1. ## Two questions regarding sin cos and tan relations.

Hi, this is a bit embarrassing but I'm a bit rusty with this stuff.
My first question:
a) If sin(a°) = 0.951, then what is tan a equal to?
The answer is 3.076 according to the book, however i'm not sure how this conclusion is reached? If someone could explain that'd be nice.

Question 2:
If 0°<a<90° and cos a<0.5, then which of the following is correct?
A. a<30° B. a>30° C. a<60°
D. a<45° E. a>60°

Once again, no idea on how to go about this and need clearing up. Do any of these questions relate to :

tan(x) = sin(x) / cos(x)
or
sinē(x) + cosē(x) = 1
Thanks.

2. Originally Posted by 99.95
Hi, this is a bit embarrassing but I'm a bit rusty with this stuff.
My first question:
a) If sin(a°) = 0.951, then what is tan a equal to?
The answer is 3.076 according to the book, however i'm not sure how this conclusion is reached? If someone could explain that'd be nice.

...
Once again, no idea on how to go about this and need clearing up. Do any of these questions relate to :

tan(x) = sin(x) / cos(x)
or
sinē(x) + cosē(x) = 1
Thanks.
$\sin^2(x) + \cos^2(x)=1~\implies~\cos(x)=\sqrt{1-\sin^2(x)}$

Plug in the value of $\sin(a)$ to calculate the value of $\cos(a)$

$\tan(a)=\dfrac{\sin(a)}{\cos(a)}$

Plug in the values of $\sin(a)$ and $\cos(a)$ to calculate the value of $\tan(a)$.

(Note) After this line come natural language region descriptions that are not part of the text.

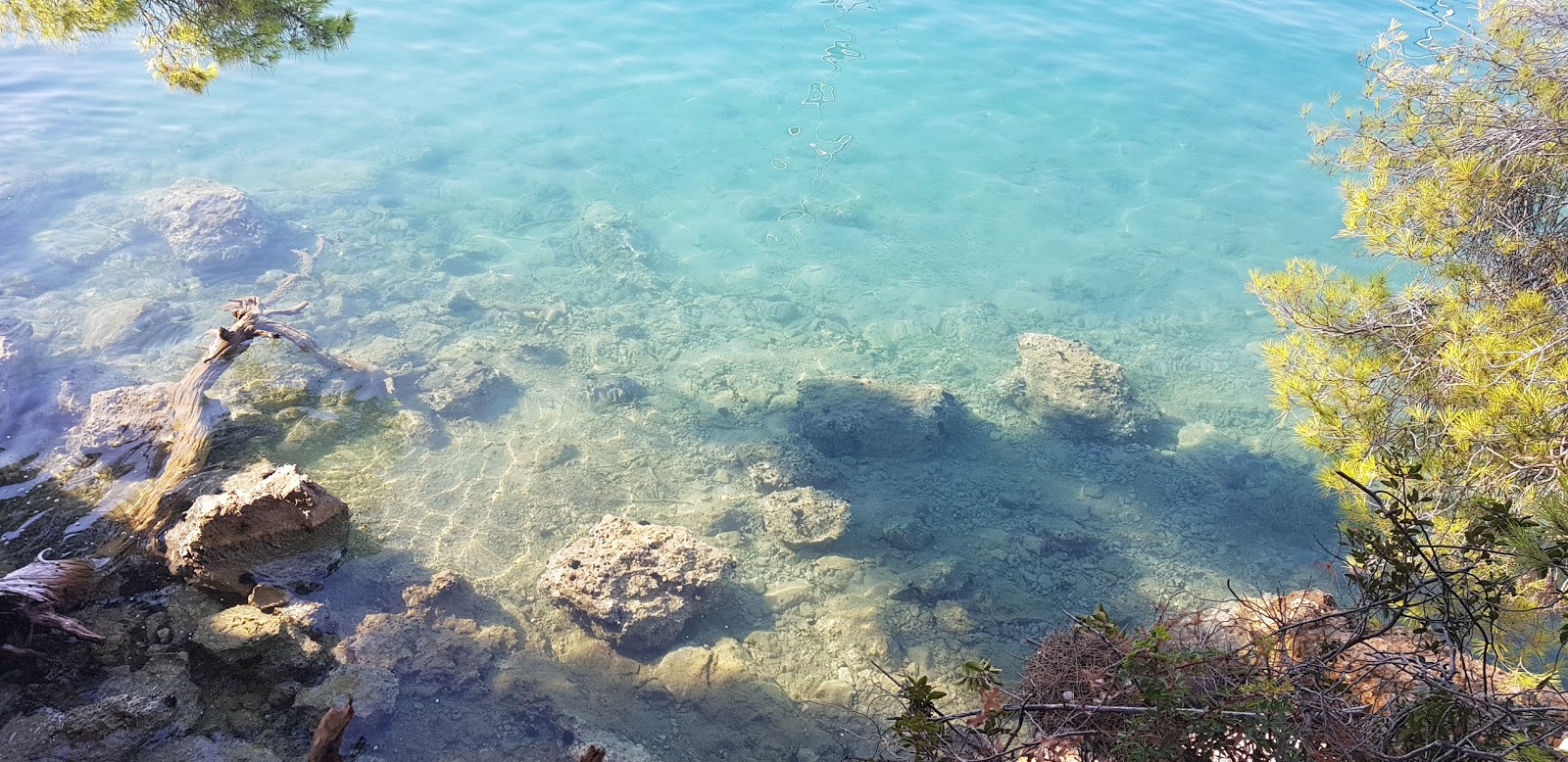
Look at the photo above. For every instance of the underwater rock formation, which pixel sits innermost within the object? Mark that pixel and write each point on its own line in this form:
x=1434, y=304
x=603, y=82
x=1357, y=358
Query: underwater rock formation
x=269, y=526
x=786, y=466
x=864, y=417
x=1060, y=378
x=631, y=584
x=271, y=644
x=805, y=516
x=132, y=425
x=467, y=389
x=615, y=391
x=425, y=651
x=211, y=227
x=127, y=714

3. Thanks, sloppy of me not to get that -_-.
Sorry for the typo in Question 2, that's fixed now, any ideas?

4. Originally Posted by 99.95
Hi, this is a bit embarrassing but I'm a bit rusty with this stuff.
...
Question 2:
If 0°<a<90° and cos a<0.5, then which of the following is correct?
A. a<30° B. a>30° C. a<60°
D. a<45° E. a>60°

Once again, no idea on how to go about this and need clearing up. Do any of these questions relate to :

...
Maybe the following list helps:

$\begin{array}{c|c|c}\alpha & \sin(\alpha) & \cos(\alpha)\\ \hline\\ 0^\circ & \frac12 \sqrt{0} & \frac12 \sqrt{4} \\ 30^\circ & \frac12 \sqrt{1} & \frac12 \sqrt{3} \\ 45^\circ & \frac12 \sqrt{2} & \frac12 \sqrt{2} \\ 60^\circ & \frac12 \sqrt{3} & \frac12 \sqrt{1} \\ 90^\circ & \frac12 \sqrt{4} & \frac12 \sqrt{0} \end{array}$

5. Ah i see now, thank you very much.

6. Another way to find tan(a) given that sin(a) = 0.951:

Imagine a triangle with one leg of length 0.951 and hypotenuse 1. The angle opposite that leg is a and, by the Pythagorean theorem, the "near side" to that angle has length $\sqrt{1- .951^2}= \sqrt{0.095599}= 0.3092$. tan(a) is "opposite side divided by near side", $\frac{.951}{.3092}= 3.076$. It's exactly the same calculation except that I have phrased it in terms of the Pythagorean theorem, $a^2+ b^2= c^2$ rather than the trigonometric identity, $sin^2(a)+ cos^2(a)= 1$.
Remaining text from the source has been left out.